Posted by: mauiart ()
Date: July 14, 2007 07:50AM

If you really like dried grain sprouts the tip about the dehydrater is good esp turning them over too. Besides that, correctly growing the sprouts in the first place will also result in a superior end product. Here are some tips to growing grain sprouts with some info contrary to what you have been previously been taught about sprouting.

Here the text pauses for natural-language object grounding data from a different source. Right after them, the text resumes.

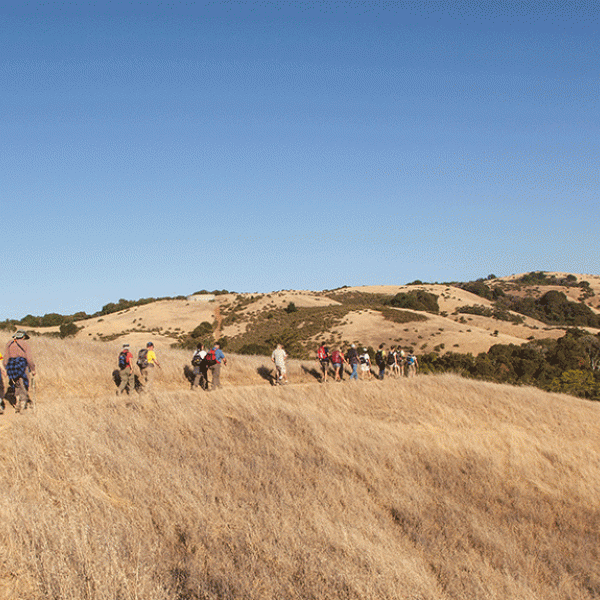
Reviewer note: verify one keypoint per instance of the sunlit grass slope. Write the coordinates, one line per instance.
(432, 488)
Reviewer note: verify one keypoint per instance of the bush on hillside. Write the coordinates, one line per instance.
(416, 300)
(553, 308)
(68, 329)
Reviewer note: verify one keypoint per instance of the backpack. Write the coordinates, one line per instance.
(211, 358)
(323, 353)
(123, 360)
(142, 360)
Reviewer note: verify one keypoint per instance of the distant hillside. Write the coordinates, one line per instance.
(437, 488)
(470, 316)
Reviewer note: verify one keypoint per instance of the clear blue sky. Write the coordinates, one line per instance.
(159, 148)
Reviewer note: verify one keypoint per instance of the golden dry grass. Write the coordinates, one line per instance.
(432, 488)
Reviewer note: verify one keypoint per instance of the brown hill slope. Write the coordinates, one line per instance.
(432, 488)
(246, 316)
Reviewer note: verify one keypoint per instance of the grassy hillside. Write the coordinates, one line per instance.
(431, 488)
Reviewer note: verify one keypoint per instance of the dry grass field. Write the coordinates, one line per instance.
(432, 488)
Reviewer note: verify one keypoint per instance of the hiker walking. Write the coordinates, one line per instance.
(215, 368)
(2, 405)
(380, 359)
(412, 364)
(126, 371)
(365, 365)
(146, 362)
(323, 360)
(337, 358)
(392, 362)
(200, 375)
(18, 362)
(401, 359)
(353, 360)
(279, 357)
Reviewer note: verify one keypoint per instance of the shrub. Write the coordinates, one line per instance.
(68, 329)
(416, 300)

Grains - soak wheat berries 6 - 8 hours during a warm day and 8 - 12 hours over nite. This will prevent the grain from fermenting from the start. If you see little bubbles at the top of the soak water that's already a bad start which leads to sour sprouts. I would just toss those and begin again for the tastiest sprouts. As with all sprouting day times can be shorter than cooler overnite soaking. Overnite soaking is preferable for more successful results esp when you are a beginner. Use a plastic screen as opposed to cheese cloth for better vetilation which is also important for less fermentation and souring of sprouts. To drain, place at a downward angle, for a short while, say in a dish drainer at a 45 degree angle downward for a short period, then hold hand over screen and give a couple downward shakes over the sink to get the last amounts of water out, then lay on their side, which also helps with ventilation as opposed to leaving them upside down in the dish drainer all day and do not water for the first 24 hours. Rotate the jar the second part of the day instead of watering to redistribute the moisture already in the jar instead of a second watering each day. Rinse only one time per 24 hours and they will be done in about 2-3 days. When the tail equals the length of the seed. Living in warm Hawaii I also have to grow alfalfa this very same way.